In step (c), steam can be injected in the form of steam introduced by way of a
corresponding
inlet of said unit, and steam can be (partly or completely) recirculated from
an outlet of said
unit to said inlet, preferably involving reheating of recirculated steam, or
by the re-use of
steam from a different reactor.
It should be noted that heating for desorption according to this process in
step (c) is
preferably only affected by this steam injection and there is no additional
external or internal
heating e.g. by way of tubing with a heat fluid.
In step (c) furthermore preferably the sorbent can be heated to a temperature
in the range
of 80-110 C or 80-100 C, preferably to a temperature in the range of 85-98 C.

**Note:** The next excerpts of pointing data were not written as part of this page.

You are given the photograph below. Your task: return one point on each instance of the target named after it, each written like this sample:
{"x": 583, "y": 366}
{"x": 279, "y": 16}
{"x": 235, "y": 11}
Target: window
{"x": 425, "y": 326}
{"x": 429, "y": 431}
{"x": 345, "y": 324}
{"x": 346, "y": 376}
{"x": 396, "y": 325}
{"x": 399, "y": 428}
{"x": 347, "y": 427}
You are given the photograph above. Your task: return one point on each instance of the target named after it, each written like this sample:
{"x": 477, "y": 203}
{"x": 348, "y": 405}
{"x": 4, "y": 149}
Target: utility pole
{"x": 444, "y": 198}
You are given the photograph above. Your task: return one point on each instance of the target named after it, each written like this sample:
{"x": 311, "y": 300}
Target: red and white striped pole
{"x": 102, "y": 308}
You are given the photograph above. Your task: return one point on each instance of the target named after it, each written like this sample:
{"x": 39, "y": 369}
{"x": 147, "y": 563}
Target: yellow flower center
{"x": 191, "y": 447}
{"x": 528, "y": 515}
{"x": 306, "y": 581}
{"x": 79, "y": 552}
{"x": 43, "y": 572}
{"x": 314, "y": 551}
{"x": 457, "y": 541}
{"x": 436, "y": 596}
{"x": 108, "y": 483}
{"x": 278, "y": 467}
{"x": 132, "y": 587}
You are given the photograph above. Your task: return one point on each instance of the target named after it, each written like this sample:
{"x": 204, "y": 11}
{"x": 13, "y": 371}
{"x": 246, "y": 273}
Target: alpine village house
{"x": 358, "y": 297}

According to yet another preferred embodiment, in step (c) the pressure in the
unit is in the
range of 700-950 mbar(abs), preferably in the range of 750-900 mbar(abs).
According to a first preferred embodiment of the second aspect of the
invention, treatment
to reduce the total metal impurity content is carried out in situ in the
device for separating
gaseous carbon dioxide from a gas mixture, preferably by acid-base wash,
eluotropic row
washing or treatment with a metal chelating agent, or a combination thereof.
In fact, it can
be carried out in situ using any of the schemes as described in the context of
the above
method for preparing sorbent material for use as adsorbent for carbon dioxide
separation
from a gas mixture.
Alternatively, the second aspect of the invention can be implemented in that
the treatment
is carried out by taking the sorbent material out of the device for separating
gaseous carbon
dioxide from a gas mixture, the sorbent material is treated to reduce the
total metal impurity
content, and then reintroduced into the device for separating gaseous carbon
dioxide to
continue the separation process.
Treatment of the sorbent material is typically carried out if the carbon
dioxide capture
capacity has dropped by more than 30%, preferably by more than 20%, more
preferably by
more than 15% compared with the carbon dioxide capture capacity of pristine
sorbent
material.
Treatment of the sorbent material can also be carried out after having cycled
the sequence
of steps at least 500 times, preferably at least 1000 times, more preferably
at least 10,000
times, but preferably before having cycled the sequence of steps 50,000 times,
preferably
before having cycled the sequence of steps 25,000 times.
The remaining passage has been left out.